The Affordable Care Act expanded Medicaid by allowing states to expand coverage to individuals with incomes up to 138% of the federal poverty line. Illinois adopted the expansion in 2014, joining 40 states and Washington, D.C. The federal government finances the expansion, paying 90% of the costs for the newly eligible population, compared to just over half for traditional Medicaid recipients. About 900,000 Illinois Medicaid enrollees, or 30%, are covered under the Medicaid expansion.

Medicaid expanded again during the COVID-19 pandemic. Congress increased the federal Medicaid matching rate and required states to maintain continuous coverage for Medicaid beneficiaries for the duration of the “public health emergency.” During this time, Medicaid enrollment in Illinois grew by about 1 million. Since the continuous enrollment provision ended in March 2023, Illinois has disenrolled almost 700,000 people who no longer qualify for the program. Nevertheless, Medicaid and Children’s Health Insurance Program enrollment is 12.4% higher than before the pandemic.

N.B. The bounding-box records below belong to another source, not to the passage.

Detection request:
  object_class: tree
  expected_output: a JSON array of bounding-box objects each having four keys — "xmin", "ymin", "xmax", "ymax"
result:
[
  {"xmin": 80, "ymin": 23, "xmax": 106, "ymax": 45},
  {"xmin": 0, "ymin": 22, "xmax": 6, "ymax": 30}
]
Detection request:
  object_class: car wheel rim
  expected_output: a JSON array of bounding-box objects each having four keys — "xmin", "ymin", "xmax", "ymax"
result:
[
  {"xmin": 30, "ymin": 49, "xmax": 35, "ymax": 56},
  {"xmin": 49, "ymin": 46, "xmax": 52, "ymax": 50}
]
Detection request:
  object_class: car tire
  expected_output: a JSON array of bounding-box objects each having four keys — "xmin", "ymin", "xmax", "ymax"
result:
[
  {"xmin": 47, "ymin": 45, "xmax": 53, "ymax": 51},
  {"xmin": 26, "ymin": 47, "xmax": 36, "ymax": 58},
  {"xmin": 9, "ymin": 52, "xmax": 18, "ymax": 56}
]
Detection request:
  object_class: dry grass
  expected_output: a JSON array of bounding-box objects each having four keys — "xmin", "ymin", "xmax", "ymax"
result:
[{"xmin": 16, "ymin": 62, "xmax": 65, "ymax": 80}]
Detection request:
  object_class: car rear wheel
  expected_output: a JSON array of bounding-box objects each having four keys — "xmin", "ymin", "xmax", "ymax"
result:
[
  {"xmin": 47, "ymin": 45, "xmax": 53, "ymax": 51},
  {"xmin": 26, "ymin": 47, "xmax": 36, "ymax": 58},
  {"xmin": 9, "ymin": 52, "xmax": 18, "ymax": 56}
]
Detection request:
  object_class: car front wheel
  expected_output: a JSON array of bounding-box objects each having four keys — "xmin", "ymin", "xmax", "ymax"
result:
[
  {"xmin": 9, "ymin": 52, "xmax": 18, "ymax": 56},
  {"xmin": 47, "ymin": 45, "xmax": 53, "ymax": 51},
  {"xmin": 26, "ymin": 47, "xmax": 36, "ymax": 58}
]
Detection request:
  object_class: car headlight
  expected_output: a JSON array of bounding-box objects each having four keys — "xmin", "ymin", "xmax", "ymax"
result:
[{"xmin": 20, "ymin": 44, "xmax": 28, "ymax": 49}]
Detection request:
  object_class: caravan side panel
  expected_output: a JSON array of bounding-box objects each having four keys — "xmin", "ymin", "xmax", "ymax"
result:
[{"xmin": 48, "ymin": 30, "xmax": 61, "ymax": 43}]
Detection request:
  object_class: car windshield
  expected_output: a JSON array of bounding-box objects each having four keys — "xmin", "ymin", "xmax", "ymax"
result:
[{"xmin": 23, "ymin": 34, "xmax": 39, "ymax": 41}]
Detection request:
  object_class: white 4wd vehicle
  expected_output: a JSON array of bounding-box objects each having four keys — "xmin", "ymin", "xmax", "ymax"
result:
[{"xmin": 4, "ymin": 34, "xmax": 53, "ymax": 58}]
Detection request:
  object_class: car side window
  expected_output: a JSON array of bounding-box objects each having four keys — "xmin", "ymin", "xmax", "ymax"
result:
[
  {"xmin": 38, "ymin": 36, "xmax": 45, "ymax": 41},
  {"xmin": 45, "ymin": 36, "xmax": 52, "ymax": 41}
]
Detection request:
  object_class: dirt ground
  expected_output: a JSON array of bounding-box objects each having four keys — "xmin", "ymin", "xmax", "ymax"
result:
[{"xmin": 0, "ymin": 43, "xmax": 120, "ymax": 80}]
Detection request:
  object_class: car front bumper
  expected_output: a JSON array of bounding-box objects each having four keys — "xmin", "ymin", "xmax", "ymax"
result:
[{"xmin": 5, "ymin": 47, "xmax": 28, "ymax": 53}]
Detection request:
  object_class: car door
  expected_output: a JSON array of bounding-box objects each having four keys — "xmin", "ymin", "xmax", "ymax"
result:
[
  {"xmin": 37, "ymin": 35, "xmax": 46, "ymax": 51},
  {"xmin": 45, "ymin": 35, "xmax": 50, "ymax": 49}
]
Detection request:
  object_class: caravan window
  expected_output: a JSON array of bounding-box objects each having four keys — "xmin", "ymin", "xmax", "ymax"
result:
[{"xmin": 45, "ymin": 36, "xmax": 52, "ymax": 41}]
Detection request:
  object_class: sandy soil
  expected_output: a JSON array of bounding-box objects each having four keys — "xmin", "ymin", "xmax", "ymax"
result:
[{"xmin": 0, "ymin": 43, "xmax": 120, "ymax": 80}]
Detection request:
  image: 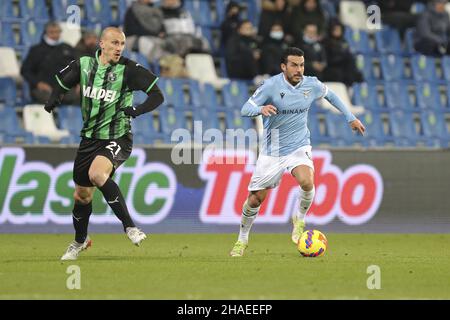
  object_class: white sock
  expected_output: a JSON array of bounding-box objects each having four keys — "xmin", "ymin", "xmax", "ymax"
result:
[
  {"xmin": 238, "ymin": 200, "xmax": 260, "ymax": 243},
  {"xmin": 296, "ymin": 187, "xmax": 316, "ymax": 221}
]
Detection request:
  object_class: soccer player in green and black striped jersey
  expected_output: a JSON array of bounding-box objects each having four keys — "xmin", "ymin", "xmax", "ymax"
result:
[{"xmin": 45, "ymin": 27, "xmax": 164, "ymax": 260}]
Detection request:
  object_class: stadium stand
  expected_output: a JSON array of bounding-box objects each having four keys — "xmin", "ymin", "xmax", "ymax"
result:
[{"xmin": 0, "ymin": 0, "xmax": 450, "ymax": 148}]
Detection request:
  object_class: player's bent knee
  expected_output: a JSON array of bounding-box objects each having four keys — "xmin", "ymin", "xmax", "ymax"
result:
[
  {"xmin": 300, "ymin": 180, "xmax": 314, "ymax": 191},
  {"xmin": 89, "ymin": 171, "xmax": 109, "ymax": 187},
  {"xmin": 73, "ymin": 192, "xmax": 92, "ymax": 205}
]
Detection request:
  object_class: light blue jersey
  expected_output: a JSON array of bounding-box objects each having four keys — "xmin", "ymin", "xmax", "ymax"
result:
[{"xmin": 241, "ymin": 73, "xmax": 356, "ymax": 156}]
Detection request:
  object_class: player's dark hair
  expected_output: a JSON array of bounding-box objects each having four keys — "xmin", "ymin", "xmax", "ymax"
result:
[
  {"xmin": 44, "ymin": 20, "xmax": 61, "ymax": 32},
  {"xmin": 281, "ymin": 47, "xmax": 305, "ymax": 64}
]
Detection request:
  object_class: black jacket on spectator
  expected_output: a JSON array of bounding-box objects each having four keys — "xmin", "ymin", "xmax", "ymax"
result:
[
  {"xmin": 258, "ymin": 0, "xmax": 286, "ymax": 38},
  {"xmin": 285, "ymin": 3, "xmax": 326, "ymax": 37},
  {"xmin": 225, "ymin": 34, "xmax": 259, "ymax": 80},
  {"xmin": 21, "ymin": 40, "xmax": 75, "ymax": 89},
  {"xmin": 220, "ymin": 15, "xmax": 241, "ymax": 45},
  {"xmin": 261, "ymin": 37, "xmax": 289, "ymax": 76},
  {"xmin": 124, "ymin": 2, "xmax": 164, "ymax": 37}
]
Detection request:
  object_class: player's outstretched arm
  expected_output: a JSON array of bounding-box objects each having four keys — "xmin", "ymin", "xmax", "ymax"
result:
[
  {"xmin": 324, "ymin": 89, "xmax": 366, "ymax": 135},
  {"xmin": 121, "ymin": 60, "xmax": 164, "ymax": 118},
  {"xmin": 44, "ymin": 60, "xmax": 80, "ymax": 113},
  {"xmin": 241, "ymin": 100, "xmax": 277, "ymax": 117},
  {"xmin": 123, "ymin": 85, "xmax": 164, "ymax": 118}
]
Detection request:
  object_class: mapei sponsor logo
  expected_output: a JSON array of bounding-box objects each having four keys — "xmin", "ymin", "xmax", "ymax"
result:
[
  {"xmin": 83, "ymin": 86, "xmax": 117, "ymax": 102},
  {"xmin": 0, "ymin": 148, "xmax": 177, "ymax": 224},
  {"xmin": 198, "ymin": 150, "xmax": 383, "ymax": 225}
]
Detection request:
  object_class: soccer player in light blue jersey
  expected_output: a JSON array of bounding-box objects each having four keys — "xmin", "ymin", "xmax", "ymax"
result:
[{"xmin": 230, "ymin": 47, "xmax": 365, "ymax": 257}]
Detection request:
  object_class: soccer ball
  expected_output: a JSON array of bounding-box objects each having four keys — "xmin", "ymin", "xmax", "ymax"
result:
[{"xmin": 297, "ymin": 230, "xmax": 328, "ymax": 257}]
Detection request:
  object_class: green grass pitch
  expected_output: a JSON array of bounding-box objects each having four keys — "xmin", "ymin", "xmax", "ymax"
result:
[{"xmin": 0, "ymin": 233, "xmax": 450, "ymax": 299}]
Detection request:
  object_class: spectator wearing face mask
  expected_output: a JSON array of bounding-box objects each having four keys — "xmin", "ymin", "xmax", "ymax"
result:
[
  {"xmin": 298, "ymin": 24, "xmax": 327, "ymax": 80},
  {"xmin": 21, "ymin": 21, "xmax": 80, "ymax": 104},
  {"xmin": 225, "ymin": 20, "xmax": 261, "ymax": 80},
  {"xmin": 261, "ymin": 22, "xmax": 289, "ymax": 76},
  {"xmin": 220, "ymin": 1, "xmax": 241, "ymax": 45}
]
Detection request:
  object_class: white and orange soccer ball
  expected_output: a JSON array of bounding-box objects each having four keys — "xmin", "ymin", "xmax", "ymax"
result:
[{"xmin": 297, "ymin": 230, "xmax": 328, "ymax": 257}]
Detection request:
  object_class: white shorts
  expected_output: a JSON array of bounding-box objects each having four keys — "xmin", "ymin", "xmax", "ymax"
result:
[{"xmin": 248, "ymin": 146, "xmax": 314, "ymax": 191}]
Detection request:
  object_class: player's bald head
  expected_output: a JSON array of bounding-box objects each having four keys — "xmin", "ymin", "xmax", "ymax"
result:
[{"xmin": 100, "ymin": 27, "xmax": 125, "ymax": 40}]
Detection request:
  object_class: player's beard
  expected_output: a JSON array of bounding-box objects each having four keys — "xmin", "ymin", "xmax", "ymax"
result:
[{"xmin": 289, "ymin": 75, "xmax": 303, "ymax": 86}]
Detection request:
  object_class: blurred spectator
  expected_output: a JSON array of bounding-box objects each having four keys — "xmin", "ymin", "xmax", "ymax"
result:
[
  {"xmin": 378, "ymin": 0, "xmax": 417, "ymax": 38},
  {"xmin": 323, "ymin": 21, "xmax": 363, "ymax": 86},
  {"xmin": 161, "ymin": 0, "xmax": 210, "ymax": 57},
  {"xmin": 414, "ymin": 0, "xmax": 450, "ymax": 55},
  {"xmin": 261, "ymin": 22, "xmax": 289, "ymax": 76},
  {"xmin": 287, "ymin": 0, "xmax": 326, "ymax": 38},
  {"xmin": 298, "ymin": 24, "xmax": 327, "ymax": 80},
  {"xmin": 75, "ymin": 30, "xmax": 98, "ymax": 58},
  {"xmin": 21, "ymin": 21, "xmax": 80, "ymax": 104},
  {"xmin": 258, "ymin": 0, "xmax": 286, "ymax": 38},
  {"xmin": 225, "ymin": 20, "xmax": 261, "ymax": 80},
  {"xmin": 159, "ymin": 54, "xmax": 188, "ymax": 78},
  {"xmin": 220, "ymin": 1, "xmax": 241, "ymax": 45},
  {"xmin": 124, "ymin": 0, "xmax": 165, "ymax": 62}
]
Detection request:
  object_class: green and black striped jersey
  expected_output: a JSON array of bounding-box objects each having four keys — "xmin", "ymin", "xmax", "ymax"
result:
[{"xmin": 56, "ymin": 51, "xmax": 158, "ymax": 140}]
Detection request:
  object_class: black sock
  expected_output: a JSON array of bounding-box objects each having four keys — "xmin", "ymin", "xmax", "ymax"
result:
[
  {"xmin": 98, "ymin": 178, "xmax": 135, "ymax": 231},
  {"xmin": 72, "ymin": 202, "xmax": 92, "ymax": 243}
]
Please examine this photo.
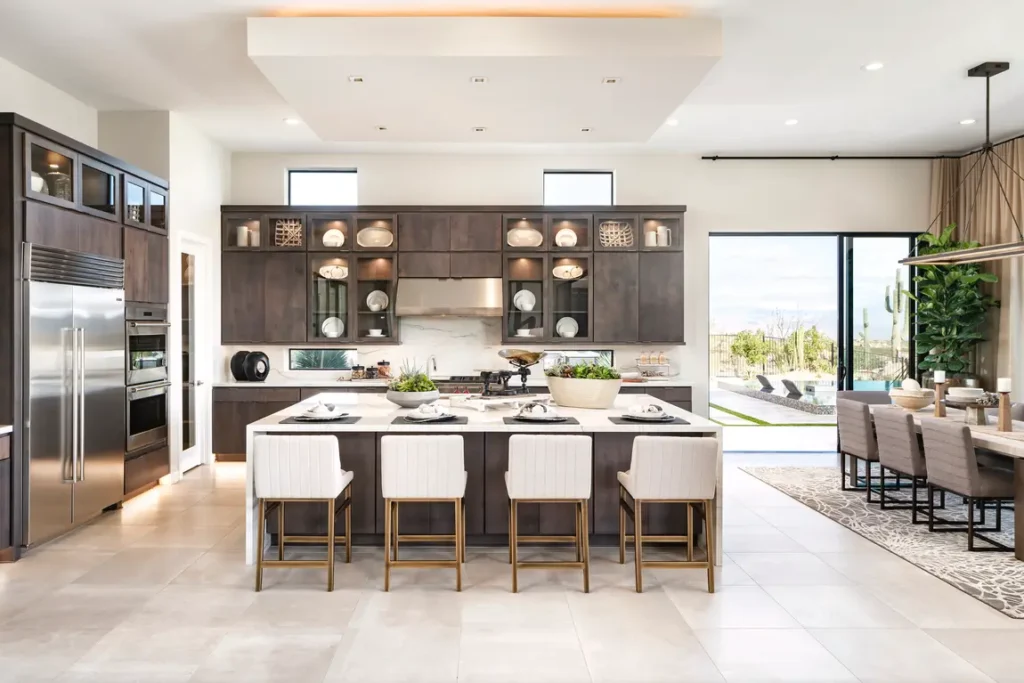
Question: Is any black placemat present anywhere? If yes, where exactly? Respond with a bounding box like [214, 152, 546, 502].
[608, 417, 690, 426]
[502, 418, 580, 427]
[391, 415, 469, 427]
[279, 415, 362, 425]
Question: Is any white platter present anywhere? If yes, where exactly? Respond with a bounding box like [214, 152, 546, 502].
[355, 226, 394, 249]
[321, 317, 345, 339]
[322, 227, 345, 247]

Illinois and Maine have the highest Medicaid renewal rates at 90%, following the end of pandemic provisions.

Growing enrollment and spending in Illinois

About 3.4 million Illinoisans received health care coverage through Medicaid in 2024. Total Medicaid spending in Illinois has dramatically increased from less than $15 billion before the Affordable Care Act in 2010 to more than $32 billion since the COVID-19 pandemic.

Enrollment in Medicaid in Illinois has also risen significantly in recent decades, from about 1.4 million in 2000 to 3.4 million in 2024.

The federal and state amount and shares of Medicaid spending varies widely by state. In Illinois, the federal share of Medicaid spending is 65.2%, while the state pays the remaining 34.8%.

Additionally, states are incentivized to tax in-state health care providers to draw more federal funds for Medicaid, with Illinois’ tax on managed care organizations bringing in an extra $1.1 billion. About half of these funds cover existing Medicaid expenses, while the other half supports new spending.

There are no work requirements for Medicaid in Illinois. During the first Trump administration, the federal government approved 13 waivers allowing states to pursue work requirements for Medicaid. Georgia’s waiver is the only one currently implemented, and Illinois never even applied for such a waiver.

By increasing employment rates among low-income Illinoisans, Medicaid work requirements could improve more peoples’ health and provide them with more opportunities. Employment status is linked to fulfillment, physical health, and social outcomes.

Conclusion

With such narrow Republican Congressional majorities, the future of Medicaid in Illinois is unclear. As Congress considers implementing work requirements to Medicaid, research shows fewer than half of Medicaid recipients work enough to qualify if the program were to add a work requirement. The direction the federal government takes could affect millions of Illinoisans, as well as program costs supported by state taxpayers.

Research shows work requirements have improved employment and income outcomes for enrollees in welfare programs such as Temporary Assistance for Needy Families. Also, 71% of Americans support adding work requirements to Medicaid.

Congressional Republicans are right to examine and reinvent a program that has grown so rapidly.